Teaching robots to 'follow the leader'
Army Research Laboratory scientists are teaching robots to learn how to navigate environmental features following examples provided by humans.
Scientists at the Army Research Laboratory and Carnegie Mellon University's Robotics Institute are teaching robots how to be better mission partners to soldiers -- starting with how to find their way with minimal human intervention.
Given that autonomous vehicles have been navigating streets in many U.S. cities for over a year, that may seem like not that big a deal. But according to ARL researcher Maggie Wigness, the challenges facing military robots are much greater. Specifically, unlike the self-driving cars being developed by Google, Uber and others, military robots will be operating in complex environments that don’t have the benefit of standardized markings like lanes, street signs, curbs and traffic lights.
“Environments that we operate in are highly unstructured compared to [those for] self-driving cars,” Wigness said. “We cannot assume that there are road markings on the roads, we cannot assume that there is a road at all. We are working with different types of terrain.”

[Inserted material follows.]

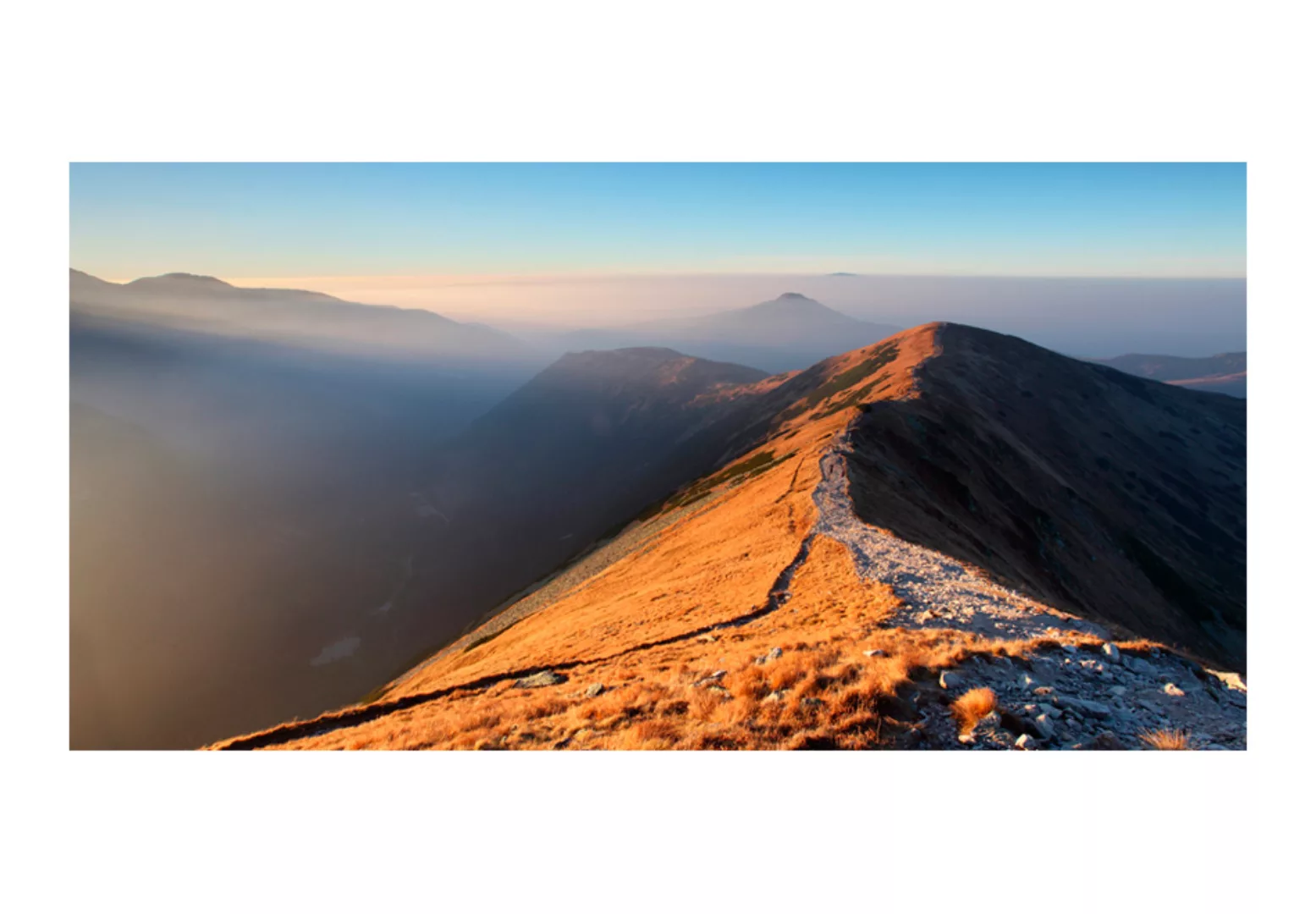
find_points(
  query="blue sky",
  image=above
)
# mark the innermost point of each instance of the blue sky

The challenges extend beyond unmarked and variable terrain. The training of self-driving cars “requires a tremendous amount of labeled training data,” Wigness said. “That is something we don’t have the luxury of collecting in an Army-relevant environment, so we are focusing more on how to learn from small amounts of labeled data.”
Specifically, in the ARL project, the robots are trained to navigate environmental features following examples provided by humans.

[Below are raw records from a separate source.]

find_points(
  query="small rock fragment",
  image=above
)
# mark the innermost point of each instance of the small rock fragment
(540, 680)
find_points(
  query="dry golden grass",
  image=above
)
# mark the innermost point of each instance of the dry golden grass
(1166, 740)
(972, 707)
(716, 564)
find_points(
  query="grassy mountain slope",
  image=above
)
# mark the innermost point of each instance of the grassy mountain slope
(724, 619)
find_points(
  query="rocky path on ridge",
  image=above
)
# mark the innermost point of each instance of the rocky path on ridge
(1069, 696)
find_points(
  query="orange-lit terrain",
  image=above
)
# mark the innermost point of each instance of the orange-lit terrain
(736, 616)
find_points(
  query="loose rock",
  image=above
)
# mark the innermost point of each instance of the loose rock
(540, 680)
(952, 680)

Luis Navarro-Serment, senior project scientist at Carnegie Mellon University’s Robotics Institute, offered an example. “Say there’s a puddle,” he said. Humans will generally move to avoid the puddle. By observing, the robot can learn to do the same. “It’s a form of emulation,” Navarro-Serment said.
In the ARL project, humans assigned weights to the various features in the environment to help the robot learn to resolve conflicting commands. “For example, we train a robot to drive on road terrain and avoid the grass, so it learns the grass is bad to drive on and the road is good to drive on,” ARL researcher John Rogers said. But then the team gave the robot an additional command to avoid the field-of-view of a sniper. The robot, he said, “needs to balance these two goals simultaneously. It needs to break one of the behaviors.” Presumably, with proper weighting of factors the robot will opt to drive on the grass.

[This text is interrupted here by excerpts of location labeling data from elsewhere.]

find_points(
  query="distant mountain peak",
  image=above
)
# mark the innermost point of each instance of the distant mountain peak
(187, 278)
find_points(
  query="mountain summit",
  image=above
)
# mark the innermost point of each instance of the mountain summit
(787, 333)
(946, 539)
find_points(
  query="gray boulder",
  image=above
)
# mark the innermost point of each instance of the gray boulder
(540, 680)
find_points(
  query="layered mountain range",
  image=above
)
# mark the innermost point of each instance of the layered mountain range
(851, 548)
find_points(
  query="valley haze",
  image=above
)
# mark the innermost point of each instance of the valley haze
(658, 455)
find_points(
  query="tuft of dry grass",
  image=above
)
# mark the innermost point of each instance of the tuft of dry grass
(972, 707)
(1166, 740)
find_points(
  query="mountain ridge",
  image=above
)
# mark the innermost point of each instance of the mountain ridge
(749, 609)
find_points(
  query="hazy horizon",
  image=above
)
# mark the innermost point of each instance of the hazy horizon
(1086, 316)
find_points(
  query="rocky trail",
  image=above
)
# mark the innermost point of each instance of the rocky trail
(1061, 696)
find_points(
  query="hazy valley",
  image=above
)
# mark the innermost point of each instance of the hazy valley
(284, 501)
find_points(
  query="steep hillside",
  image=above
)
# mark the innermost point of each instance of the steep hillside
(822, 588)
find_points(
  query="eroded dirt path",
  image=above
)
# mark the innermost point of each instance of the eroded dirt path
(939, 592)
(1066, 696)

“In the ultimate vision of this research, the robot will be operating alongside soldiers while they are performing the mission and doing whatever specific duties it has been assigned,” said Rogers.
The ARL project -- which is a part of the Army’s Robotic Collaborative Technology Alliance -- is scheduled to conclude, along with other RCTA projects, in the fall of 2019. By that time, Wigness said, the team will have developed a demonstration of the learning technology.